After months of waiting and an announcement of initial testing in early August, Bakkt is finally ready to roll out its Bitcoin Futures service on September 23, 2019.
Read about Bakkt here
In what seems like a response to the Bakkt announcement, the crypto market has already started showing bullish signs; with flashes of green across the market as bitcoin and other cryptocurrencies gather momentum.
September 23 sits out as cryptos most important next date as anticipation builds across the market. Once launched the Bakkt platform will be the first physically-settled Bitcoin futures, and analysts believe that with less speculation and volatility taking place, the platform will endear more institutional investors into the crypto market.
And with institutional money, comes a jolly crypto market pump.
The U.S Securities and Exchange Commission (SEC) is expected to make its final decision on the Bitwise Exchange Traded Fund proposal on October 13.
Haven been delayed, extended and postponed since its filing at the beginning of the year, the commission is set to give a final verdict on the ETF this October.
The SEC had earlier cited concerns over market manipulation, market surveillance and divergence with future trading as major factors for its delayed approval. It is belived that at this time, these concerns have been curbed and approval is imminent.
October 18 – five days after the SECs decision on the Bitwise ETF, the commission is expected to issue its verdict on the VanEck/SolidX ETF proposed by CBOE.
The CBOE proposed ETf has also seen its share of extensions and withdrawals. However if approved it will allow the CBOE to list shares of a joint Bitcoin ETF trust.
In all, it is unclear which of either ETFs will be approved; what remains certain is the expectancy of a significant bullish effect on crypto market price and sentiment.
And good news sure moves the bulls.
The third halving in the history of Bitcoin could rank as one of the most anticipated events of 2020.
Bitcoin halving occurs in predictable four year cycles involving a reduction in the amount of Bitcoin reward by half to Bitcoin miners. Check previous halving article.
The impact of bitcoin halving has historically been positive for the price of Bitcoin in the long term; as evident with Litecoin (LTC) recent halving. Since there are and can only be 21 million bitcoin, the activity of halving occurs to prevent inflation such that, there is a finite amount of bitcoin that can exist hence making it increasingly valuable through a scarcity blueprint which then increases demand and price.
Each halving is a reminder that the supply is running out by half, that is (12.5 bitcoins per miner block will now be 6.25 bitcoin per miner block reward in 2020); hence making the existing bitcoin more valuable.
From previous halving events, Bitcoin’s price is known to increase steadily prior to the event followed by bull runs leading to all-time highs in months or a year later.
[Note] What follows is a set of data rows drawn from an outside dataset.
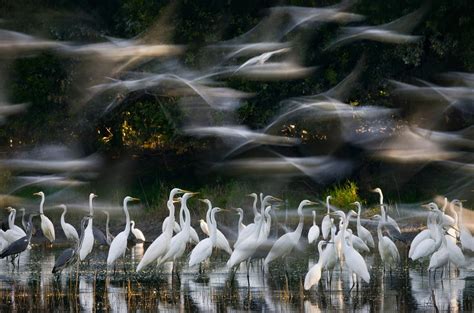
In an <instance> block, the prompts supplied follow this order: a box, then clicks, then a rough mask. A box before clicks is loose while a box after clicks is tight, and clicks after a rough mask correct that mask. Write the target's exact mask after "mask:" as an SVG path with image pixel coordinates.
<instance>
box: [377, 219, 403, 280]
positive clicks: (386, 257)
mask: <svg viewBox="0 0 474 313" xmlns="http://www.w3.org/2000/svg"><path fill="white" fill-rule="evenodd" d="M374 217H375V218H377V219H378V220H379V223H378V225H377V237H378V239H379V245H378V248H379V254H380V258H381V259H382V263H383V268H384V272H385V265H388V266H389V267H390V272H391V270H392V265H398V264H399V263H400V253H399V252H398V249H397V246H396V245H395V243H393V241H392V240H391V239H390V238H389V237H387V236H383V235H382V226H384V224H383V223H384V221H383V220H382V217H381V216H380V215H378V214H377V215H375V216H374Z"/></svg>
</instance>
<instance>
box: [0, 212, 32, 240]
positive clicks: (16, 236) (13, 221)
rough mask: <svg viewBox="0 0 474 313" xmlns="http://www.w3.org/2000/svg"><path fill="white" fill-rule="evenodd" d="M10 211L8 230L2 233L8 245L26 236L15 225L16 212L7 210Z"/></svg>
mask: <svg viewBox="0 0 474 313" xmlns="http://www.w3.org/2000/svg"><path fill="white" fill-rule="evenodd" d="M7 209H8V210H9V211H10V214H9V215H8V227H9V229H8V230H7V231H6V232H4V233H3V237H4V238H5V240H6V241H7V242H8V243H12V242H14V241H16V240H18V239H20V238H23V237H25V236H26V233H25V232H24V231H23V229H21V228H20V227H18V226H16V225H15V216H16V210H15V209H14V208H12V207H8V208H7Z"/></svg>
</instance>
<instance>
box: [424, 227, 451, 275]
mask: <svg viewBox="0 0 474 313" xmlns="http://www.w3.org/2000/svg"><path fill="white" fill-rule="evenodd" d="M441 237H442V238H441V240H442V243H441V247H440V248H439V249H438V251H436V252H435V253H433V254H432V255H431V258H430V264H429V266H428V271H429V272H431V271H432V270H434V271H435V272H434V278H436V269H438V268H440V267H444V266H446V265H447V264H448V262H449V251H448V248H447V246H446V245H447V241H446V237H444V236H441Z"/></svg>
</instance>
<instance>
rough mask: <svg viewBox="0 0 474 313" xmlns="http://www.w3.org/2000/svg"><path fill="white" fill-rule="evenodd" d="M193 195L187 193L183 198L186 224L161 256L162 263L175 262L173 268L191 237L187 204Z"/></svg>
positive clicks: (190, 220)
mask: <svg viewBox="0 0 474 313" xmlns="http://www.w3.org/2000/svg"><path fill="white" fill-rule="evenodd" d="M192 196H193V193H185V194H184V195H183V197H182V199H181V211H180V216H181V212H184V215H185V217H184V224H183V225H182V227H181V231H180V232H179V233H178V234H176V235H175V236H173V238H171V242H170V247H169V249H168V252H166V254H165V256H164V257H163V258H161V260H160V263H164V262H167V261H172V262H173V268H174V265H175V264H174V263H175V260H176V259H178V258H180V257H181V256H182V255H183V253H184V251H185V250H186V244H187V243H188V241H189V237H190V228H191V214H190V213H189V209H188V206H187V201H188V199H189V198H191V197H192Z"/></svg>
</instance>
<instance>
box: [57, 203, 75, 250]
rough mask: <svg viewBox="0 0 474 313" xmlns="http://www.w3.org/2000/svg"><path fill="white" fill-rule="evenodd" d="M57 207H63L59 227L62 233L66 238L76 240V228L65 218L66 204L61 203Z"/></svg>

Bitcoin hit its ATH of $20,089 in December 2017 a year after the 2016 halving.
2020’s halving is fitted around 13th to 21st May, 2020 about 270 days from now.
Bitcoin halving could be likened to Bitcoin’s monetary policy and is sure a greatly anticipated event.
In all, analysts say Buy the Rumour, Sell the news. This publication does not represent investment advice as markets are subject to volatility, so always Do Your Own Research (DYOR).